2. Pengelola Barang adalah pejabat yang berwenang dan bertanggung jawab MENETAPKAN kebijakan dan pedoman serta melakukan pengelolaan BMN.
3. Pengguna Barang adalah Menteri Lingkungan Hidup dan Kehutanan selaku pejabat pemegang kewenangan Penggunaan BMN lingkup Kementerian Lingkungan Hidup dan Kehutanan yang secara fungsional dilaksanakan oleh Sekretaris Jenderal.

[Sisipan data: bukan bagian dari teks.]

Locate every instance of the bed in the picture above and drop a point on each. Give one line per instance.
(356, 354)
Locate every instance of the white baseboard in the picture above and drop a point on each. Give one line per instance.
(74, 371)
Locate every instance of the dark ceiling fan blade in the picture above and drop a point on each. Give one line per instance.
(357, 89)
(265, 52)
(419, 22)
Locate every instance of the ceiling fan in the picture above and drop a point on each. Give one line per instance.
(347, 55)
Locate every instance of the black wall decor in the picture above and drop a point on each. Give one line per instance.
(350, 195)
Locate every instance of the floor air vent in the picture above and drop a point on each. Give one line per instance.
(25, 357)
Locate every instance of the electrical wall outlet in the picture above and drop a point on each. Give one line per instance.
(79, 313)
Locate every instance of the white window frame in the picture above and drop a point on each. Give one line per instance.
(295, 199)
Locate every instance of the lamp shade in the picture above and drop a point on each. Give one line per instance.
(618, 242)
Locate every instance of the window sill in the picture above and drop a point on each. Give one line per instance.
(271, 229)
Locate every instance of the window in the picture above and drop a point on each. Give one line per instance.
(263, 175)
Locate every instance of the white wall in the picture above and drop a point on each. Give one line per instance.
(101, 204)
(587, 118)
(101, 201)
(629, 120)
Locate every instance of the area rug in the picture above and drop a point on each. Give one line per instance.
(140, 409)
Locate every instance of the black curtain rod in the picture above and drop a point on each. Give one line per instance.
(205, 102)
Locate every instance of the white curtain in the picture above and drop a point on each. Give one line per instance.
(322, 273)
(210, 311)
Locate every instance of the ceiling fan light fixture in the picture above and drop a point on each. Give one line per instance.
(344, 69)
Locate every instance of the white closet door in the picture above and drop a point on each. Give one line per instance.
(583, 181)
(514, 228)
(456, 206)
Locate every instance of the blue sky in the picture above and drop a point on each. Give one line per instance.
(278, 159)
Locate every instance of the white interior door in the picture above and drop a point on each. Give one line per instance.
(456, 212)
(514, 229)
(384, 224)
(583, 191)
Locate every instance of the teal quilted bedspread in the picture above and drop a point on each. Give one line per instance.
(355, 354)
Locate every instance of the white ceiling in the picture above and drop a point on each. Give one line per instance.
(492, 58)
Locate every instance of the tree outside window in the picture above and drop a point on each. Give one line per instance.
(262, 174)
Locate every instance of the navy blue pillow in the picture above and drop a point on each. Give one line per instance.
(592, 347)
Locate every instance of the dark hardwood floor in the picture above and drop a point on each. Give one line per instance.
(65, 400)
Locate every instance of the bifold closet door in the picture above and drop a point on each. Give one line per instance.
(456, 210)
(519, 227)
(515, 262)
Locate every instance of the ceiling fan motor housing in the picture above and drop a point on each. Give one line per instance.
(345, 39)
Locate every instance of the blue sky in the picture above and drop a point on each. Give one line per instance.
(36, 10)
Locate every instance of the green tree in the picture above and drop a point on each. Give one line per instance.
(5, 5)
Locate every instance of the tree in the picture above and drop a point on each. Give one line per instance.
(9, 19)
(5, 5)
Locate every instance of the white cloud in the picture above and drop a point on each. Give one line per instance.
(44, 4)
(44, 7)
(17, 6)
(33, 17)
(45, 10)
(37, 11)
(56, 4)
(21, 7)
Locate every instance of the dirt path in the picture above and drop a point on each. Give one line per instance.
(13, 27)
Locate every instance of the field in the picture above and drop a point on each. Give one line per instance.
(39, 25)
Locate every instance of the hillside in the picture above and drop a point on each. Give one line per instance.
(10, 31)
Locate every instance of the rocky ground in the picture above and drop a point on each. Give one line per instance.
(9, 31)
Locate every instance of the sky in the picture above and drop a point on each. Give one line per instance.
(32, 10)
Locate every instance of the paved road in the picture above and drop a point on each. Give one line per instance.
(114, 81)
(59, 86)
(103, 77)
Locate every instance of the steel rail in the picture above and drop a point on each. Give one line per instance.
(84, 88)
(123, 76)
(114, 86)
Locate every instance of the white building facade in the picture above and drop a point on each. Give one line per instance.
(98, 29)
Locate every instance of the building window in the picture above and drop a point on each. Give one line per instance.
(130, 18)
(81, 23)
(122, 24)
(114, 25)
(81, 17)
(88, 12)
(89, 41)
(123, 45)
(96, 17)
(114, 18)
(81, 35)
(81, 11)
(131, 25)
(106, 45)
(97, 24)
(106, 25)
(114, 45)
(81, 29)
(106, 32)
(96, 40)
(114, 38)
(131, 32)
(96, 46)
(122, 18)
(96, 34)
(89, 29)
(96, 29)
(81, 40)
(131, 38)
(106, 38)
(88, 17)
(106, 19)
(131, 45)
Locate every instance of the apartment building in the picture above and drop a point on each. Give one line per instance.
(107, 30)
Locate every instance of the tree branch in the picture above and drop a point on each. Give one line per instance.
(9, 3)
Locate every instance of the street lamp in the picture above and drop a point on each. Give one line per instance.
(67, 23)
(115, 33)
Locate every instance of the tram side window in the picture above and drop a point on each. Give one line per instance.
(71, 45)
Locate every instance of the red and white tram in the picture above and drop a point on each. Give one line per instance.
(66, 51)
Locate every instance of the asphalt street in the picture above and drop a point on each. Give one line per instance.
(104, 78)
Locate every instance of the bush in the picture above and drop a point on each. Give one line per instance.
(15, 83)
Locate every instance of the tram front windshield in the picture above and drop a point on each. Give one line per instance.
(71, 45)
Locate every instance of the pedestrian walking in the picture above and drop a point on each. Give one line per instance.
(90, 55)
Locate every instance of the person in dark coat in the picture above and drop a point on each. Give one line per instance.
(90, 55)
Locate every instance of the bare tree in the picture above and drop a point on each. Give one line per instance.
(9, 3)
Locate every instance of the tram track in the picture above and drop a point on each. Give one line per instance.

4. Kuasa Pengguna Barang adalah kepala satuan kerja atau pejabat yang ditunjuk oleh Pengguna Barang untuk menggunakan barang yang berada dalam penguasaannya dengan sebaik-baiknya.
5. Pemindahtanganan adalah pengalihan kepemilikan BMN.
6. Hibah adalah pengalihan kepemilikan barang dari Pemerintah Pusat kepada Pemerintah Daerah atau kepada pihak lain tanpa memperoleh penggantian.
7. Pemerintah Daerah adalah kepala daerah sebagai unsur penyelenggara pemerintahan daerah yang memimpin pelaksanaan urusan pemerintahan yang menjadi kewenangan daerah otonom.
8. Menteri adalah menteri yang menyelenggarakan urusan di bidang lingkungan hidup dan kehutanan.
9. Kementerian adalah Kementerian Lingkungan Hidup dan Kehutanan.
10. Pejabat Eselon I adalah Sekretaris Jenderal, Inspektur Jenderal, Direktur Jenderal atau Kepala Badan lingkup Kementerian.
11. Tim Internal adalah tim yang dibentuk oleh Kuasa Pengguna Barang.